I have been working on this journal problem for my Undergraduate Summer Research for a couple weeks now and I'm stuck. The problem is:
Let $\triangle ABC$ be a triangle with its greatest angle less than $120^{\circ}$, and let $F$ be the Fermat point of $\triangle ABC$ (the point in the interior of $\triangle ABC$ that minimizes the sum of the distances to A, B, and C). We've to prove $$ \frac{FA^4}{AB^2} + \frac{FB^4}{BC^2} + \frac{FC^4}{CA^2} \geq \frac{FA^3+FB^3+FC^3}{FA+FB+FC}. $$
My progress so far:
After working on this problem for a while, I've found and/or proved some properties of the Fermat point of a triangle:
Definition: If $\triangle ABC$ has all angles less than $2\pi/3$, then the circumscribed circles of the equilateral triangles $\triangle ABC_1$, $\triangle ACB_1$, and $\triangle BCA_1$ exterior to $\triangle ABC$ have a common point. This point is called the Torricelli point of $\triangle ABC$.

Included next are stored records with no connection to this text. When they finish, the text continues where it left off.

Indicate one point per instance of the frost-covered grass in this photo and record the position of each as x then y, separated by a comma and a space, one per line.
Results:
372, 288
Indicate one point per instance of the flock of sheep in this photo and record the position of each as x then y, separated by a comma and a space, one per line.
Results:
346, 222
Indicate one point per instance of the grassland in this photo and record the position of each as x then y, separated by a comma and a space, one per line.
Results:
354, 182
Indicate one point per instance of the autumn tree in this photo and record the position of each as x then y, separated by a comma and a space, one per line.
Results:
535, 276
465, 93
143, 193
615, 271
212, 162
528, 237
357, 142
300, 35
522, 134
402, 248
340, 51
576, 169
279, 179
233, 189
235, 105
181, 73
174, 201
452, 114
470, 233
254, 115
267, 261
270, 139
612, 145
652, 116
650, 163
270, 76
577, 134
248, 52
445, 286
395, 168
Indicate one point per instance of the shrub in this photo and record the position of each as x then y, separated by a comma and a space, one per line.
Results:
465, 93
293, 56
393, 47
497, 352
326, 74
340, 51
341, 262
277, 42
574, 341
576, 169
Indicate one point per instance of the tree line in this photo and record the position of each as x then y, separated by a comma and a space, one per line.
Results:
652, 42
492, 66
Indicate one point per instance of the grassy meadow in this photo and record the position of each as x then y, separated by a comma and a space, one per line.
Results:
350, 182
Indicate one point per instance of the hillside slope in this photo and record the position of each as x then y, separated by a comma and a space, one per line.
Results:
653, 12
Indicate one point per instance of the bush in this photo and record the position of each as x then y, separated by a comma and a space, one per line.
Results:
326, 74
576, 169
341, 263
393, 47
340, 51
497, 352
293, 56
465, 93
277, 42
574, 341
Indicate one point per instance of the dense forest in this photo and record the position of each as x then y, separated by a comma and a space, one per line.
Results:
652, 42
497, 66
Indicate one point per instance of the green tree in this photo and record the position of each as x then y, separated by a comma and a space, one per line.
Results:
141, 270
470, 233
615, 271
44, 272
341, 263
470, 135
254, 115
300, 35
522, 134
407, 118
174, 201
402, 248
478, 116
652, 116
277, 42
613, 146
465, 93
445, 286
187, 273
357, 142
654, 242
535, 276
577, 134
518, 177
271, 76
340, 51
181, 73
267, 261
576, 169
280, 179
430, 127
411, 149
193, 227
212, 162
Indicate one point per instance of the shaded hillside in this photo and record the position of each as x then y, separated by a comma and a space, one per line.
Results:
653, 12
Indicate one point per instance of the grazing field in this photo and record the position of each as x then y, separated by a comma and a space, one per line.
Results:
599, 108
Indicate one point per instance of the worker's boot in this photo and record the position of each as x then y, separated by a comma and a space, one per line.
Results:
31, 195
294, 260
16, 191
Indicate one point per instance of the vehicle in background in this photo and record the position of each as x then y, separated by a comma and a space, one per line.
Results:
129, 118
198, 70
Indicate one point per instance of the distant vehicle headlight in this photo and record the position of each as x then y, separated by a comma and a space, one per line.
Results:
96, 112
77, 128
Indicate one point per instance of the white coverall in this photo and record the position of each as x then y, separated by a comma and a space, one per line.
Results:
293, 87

Lemma-$1:$ For any triangle $\triangle ABC$, under the given conditions of the problem, the Fermat point and the Torricelli point coincide. Thus, $F$ is also called the Fermat-Torricelli point of $\triangle ABC$.

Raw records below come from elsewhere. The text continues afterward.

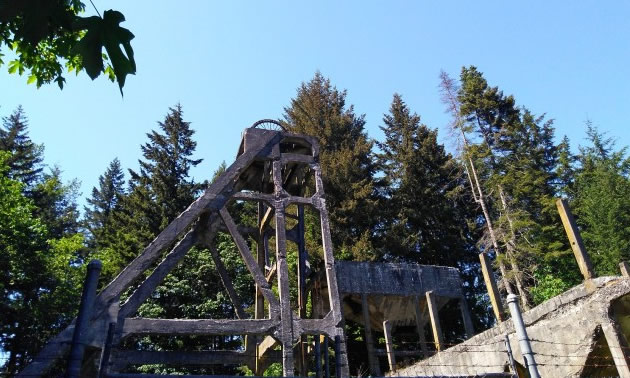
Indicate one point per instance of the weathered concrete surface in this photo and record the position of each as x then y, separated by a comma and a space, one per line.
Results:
571, 336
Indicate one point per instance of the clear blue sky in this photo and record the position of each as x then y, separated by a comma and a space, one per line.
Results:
231, 63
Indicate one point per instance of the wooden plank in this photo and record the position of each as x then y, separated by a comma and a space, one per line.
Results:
147, 326
491, 286
329, 263
369, 340
146, 288
250, 262
468, 326
438, 337
296, 158
389, 345
577, 245
420, 327
286, 314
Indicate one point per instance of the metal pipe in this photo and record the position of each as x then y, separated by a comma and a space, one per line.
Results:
77, 348
326, 358
318, 357
107, 349
508, 349
523, 340
337, 356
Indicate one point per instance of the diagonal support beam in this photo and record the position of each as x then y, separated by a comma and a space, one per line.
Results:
251, 263
227, 281
143, 292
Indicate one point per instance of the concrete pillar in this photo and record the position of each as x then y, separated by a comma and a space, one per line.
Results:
618, 348
463, 307
77, 348
389, 345
523, 340
491, 286
577, 245
420, 328
369, 340
438, 338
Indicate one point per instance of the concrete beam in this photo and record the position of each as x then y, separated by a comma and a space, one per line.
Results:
389, 345
438, 338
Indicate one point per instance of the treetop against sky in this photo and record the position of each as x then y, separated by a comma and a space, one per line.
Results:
230, 64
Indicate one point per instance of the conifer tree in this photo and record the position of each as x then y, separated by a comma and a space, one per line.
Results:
163, 179
105, 200
426, 215
319, 109
25, 162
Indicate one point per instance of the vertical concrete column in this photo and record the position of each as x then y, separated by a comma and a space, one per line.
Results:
617, 347
491, 286
523, 340
389, 345
369, 340
577, 245
420, 327
463, 307
438, 338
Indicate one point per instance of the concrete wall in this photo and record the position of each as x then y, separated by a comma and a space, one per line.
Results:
565, 331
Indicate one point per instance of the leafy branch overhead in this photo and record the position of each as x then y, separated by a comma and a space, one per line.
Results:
47, 35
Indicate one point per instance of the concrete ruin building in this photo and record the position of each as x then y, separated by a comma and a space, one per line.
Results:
279, 175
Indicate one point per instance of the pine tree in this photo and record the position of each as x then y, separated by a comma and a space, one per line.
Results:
165, 171
426, 222
105, 200
319, 109
602, 201
25, 163
515, 152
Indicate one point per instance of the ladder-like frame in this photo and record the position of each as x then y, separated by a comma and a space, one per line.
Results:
267, 160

Lemma-$2:$ If $F$ is the Fermat-Torricelli point of $\triangle ABC$ then we have $$ FB+FC\leq \frac{2}{\sqrt{3}}BC,\\ FC+FA\leq \frac{2}{\sqrt{3}}CA,\\ FA+FB\leq \frac{2}{\sqrt{3}}AB .$$
Adding these three equations, we also obtain $$ FA+FB+FC\leq\frac{1}{\sqrt{3}}(AB+BC+CA) .$$
Lemma-$3:$ Under the given conditions in the problem for $\triangle ABC$, we have $$ FB^2+FC^2 \geq\frac{2}{3}BC^2,\\ FC^2+FA^2 \geq\frac{2}{3}CA^2,\\ FA^2+FB^2 \geq\frac{2}{3}AB^2. $$
Again, adding these equations we obtain $$ FA^2+FB^2+FC^2 \geq\frac{1}{3}(AB^2+BC^2+CA^2) .$$
Now, using Bergström's Inequality and Lemma-$3$, I manipulated the L.H.S. as follows $$ \frac{FA^4}{AB^2} + \frac{FB^4}{BC^2} + \frac{FC^4}{CA^2} \geq \frac{\left(FA^2+FB^2+FC^2 \right)^2}{AB^2+BC^2+CA^2}\geq \frac{1}{9}(AB^2+BC^2+CA^2) .$$
For the R.H.S., however, I could not get anywhere. My target was to conclude the proof by showing $$ R.H.S.\leq \frac{1}{9}(AB^2+BC^2+CA^2).$$ But that doesn't seem to be possible. I tried using Lemma-$2$ along with the factorized form of $x^3+y^3+z^3$ without success. Can someone provide some hints or any alternate approach for this problem? TIA.